Help parse this page...

Topics: User Forum
Oct 22, 2010 at 7:33 PM

Ok guys, Ive got a problem...

Heres my code:
[code]
string html = wc.DownloadString("http://www.bungie.net/Stats/Reach/Commendations.aspx?player=" + PlayerName + "#Campaign");
           
            HtmlAgilityPack.HtmlDocument doc = new HtmlAgilityPack.HtmlDocument();
            doc.LoadHtml(html);
           
            foreach (HtmlNode cpNode in doc.DocumentNode.SelectNodes("//img[@id[contains(@id,'cpCommendations')]]"))
            {
                cp.Add(cpNode.Attributes["src"].Value);
                cpName.Add(cpNode.Attributes["title"].Value);
            }
[/code]

This goes to the bungie.net website, finds all of the Commendations with an ID that contains cpCommendations, and then adds them into a list. THe list is passed to a new form later and it populates with the list contents (image url's)

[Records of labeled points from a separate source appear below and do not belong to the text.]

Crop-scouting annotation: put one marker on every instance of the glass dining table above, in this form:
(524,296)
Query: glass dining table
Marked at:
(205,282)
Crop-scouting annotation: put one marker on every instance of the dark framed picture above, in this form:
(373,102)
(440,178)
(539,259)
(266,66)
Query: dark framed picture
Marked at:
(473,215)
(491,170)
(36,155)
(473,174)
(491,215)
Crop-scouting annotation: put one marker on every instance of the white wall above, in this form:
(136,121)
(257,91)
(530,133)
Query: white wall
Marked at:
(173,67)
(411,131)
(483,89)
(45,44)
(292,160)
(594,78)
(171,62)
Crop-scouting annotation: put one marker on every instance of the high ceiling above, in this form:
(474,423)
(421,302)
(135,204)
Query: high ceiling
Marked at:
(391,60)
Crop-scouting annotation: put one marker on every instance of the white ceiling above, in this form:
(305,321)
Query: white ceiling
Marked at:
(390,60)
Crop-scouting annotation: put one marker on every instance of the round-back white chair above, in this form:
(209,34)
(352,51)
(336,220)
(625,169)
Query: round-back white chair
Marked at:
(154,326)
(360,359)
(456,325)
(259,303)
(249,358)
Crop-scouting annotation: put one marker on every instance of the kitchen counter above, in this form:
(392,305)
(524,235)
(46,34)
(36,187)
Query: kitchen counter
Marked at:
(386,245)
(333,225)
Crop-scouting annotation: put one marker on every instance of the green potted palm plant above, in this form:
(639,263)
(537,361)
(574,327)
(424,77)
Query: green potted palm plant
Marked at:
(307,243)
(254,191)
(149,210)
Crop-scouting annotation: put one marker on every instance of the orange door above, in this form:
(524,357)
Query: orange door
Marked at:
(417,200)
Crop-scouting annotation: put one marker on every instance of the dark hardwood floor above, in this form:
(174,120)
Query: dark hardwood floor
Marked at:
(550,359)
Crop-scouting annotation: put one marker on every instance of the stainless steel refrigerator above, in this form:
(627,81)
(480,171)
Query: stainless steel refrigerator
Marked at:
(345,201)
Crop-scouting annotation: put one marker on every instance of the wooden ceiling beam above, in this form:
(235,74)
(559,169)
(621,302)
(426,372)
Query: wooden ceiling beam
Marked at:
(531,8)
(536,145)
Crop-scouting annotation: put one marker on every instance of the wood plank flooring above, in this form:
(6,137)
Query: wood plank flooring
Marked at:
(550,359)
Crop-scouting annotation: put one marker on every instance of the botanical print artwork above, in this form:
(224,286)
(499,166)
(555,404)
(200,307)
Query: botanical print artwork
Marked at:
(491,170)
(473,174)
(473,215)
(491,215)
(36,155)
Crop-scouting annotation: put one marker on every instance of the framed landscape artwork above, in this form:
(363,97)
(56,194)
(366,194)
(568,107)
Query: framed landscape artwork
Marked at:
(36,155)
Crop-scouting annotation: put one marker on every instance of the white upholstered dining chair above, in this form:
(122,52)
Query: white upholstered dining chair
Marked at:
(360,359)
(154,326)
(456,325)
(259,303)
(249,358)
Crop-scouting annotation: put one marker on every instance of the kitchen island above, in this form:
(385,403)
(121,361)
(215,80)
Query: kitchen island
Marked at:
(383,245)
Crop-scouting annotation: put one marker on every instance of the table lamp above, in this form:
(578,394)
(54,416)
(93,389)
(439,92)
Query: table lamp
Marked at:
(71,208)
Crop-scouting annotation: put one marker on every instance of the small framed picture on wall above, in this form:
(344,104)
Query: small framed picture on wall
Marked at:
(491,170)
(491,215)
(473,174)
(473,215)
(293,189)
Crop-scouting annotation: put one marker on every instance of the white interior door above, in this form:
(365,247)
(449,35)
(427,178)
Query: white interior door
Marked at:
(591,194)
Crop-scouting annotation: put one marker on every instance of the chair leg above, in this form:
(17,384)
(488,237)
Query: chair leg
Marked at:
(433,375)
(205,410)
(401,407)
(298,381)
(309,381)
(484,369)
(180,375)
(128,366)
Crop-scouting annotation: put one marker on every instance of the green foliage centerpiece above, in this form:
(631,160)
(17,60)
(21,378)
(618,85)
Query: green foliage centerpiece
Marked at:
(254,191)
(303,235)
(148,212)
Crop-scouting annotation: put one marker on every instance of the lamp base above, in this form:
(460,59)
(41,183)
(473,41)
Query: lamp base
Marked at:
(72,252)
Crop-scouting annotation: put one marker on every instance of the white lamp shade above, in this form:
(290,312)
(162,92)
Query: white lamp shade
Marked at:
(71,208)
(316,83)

However, sometimes this code does not work! On occasion (actually quote often) it seems that cpNode is null. I cannot for the life of me figure this one out!

Anyone here give me a hand?

Oct 26, 2010 at 11:16 AM

I would modify your code to:

string html = wc.DownloadString("http://www.bungie.net/Stats/Reach/Commendations.aspx?player=" + PlayerName + "#Campaign");
HtmlAgilityPack.HtmlDocument doc = new HtmlAgilityPack.HtmlDocument();
doc.LoadHtml(html);
var nodes = doc.DocumentNode.SelectNodes("//img[@id[contains(@id,'cpCommendations')]]");
if (nodes == null)
{
  //do something
  throw new ArgumentException();
}

foreach (HtmlNode cpNode in nodes)
{
  cp.Add(cpNode.Attributes["src"].Value);
  cpName.Add(cpNode.Attributes["title"].Value);
}

Back to problem. I think problem is in xpath expression. Maybe in some situation, web page adds white space to id, or changes some letter to upper/lowerletter or without id at all. I would suggest you set break point near throw new exception and analyse doc source, play with xpath in Watch window of debugger and I'am sure that you will find problem pretty quick. Good luck.

Oct 31, 2010 at 6:49 PM

Thanks for the reply, sorry it took so long.

I manged to get it working by redownloading the webpage in a while loop and checking for the text I was going to get before I tried parsing with HAP.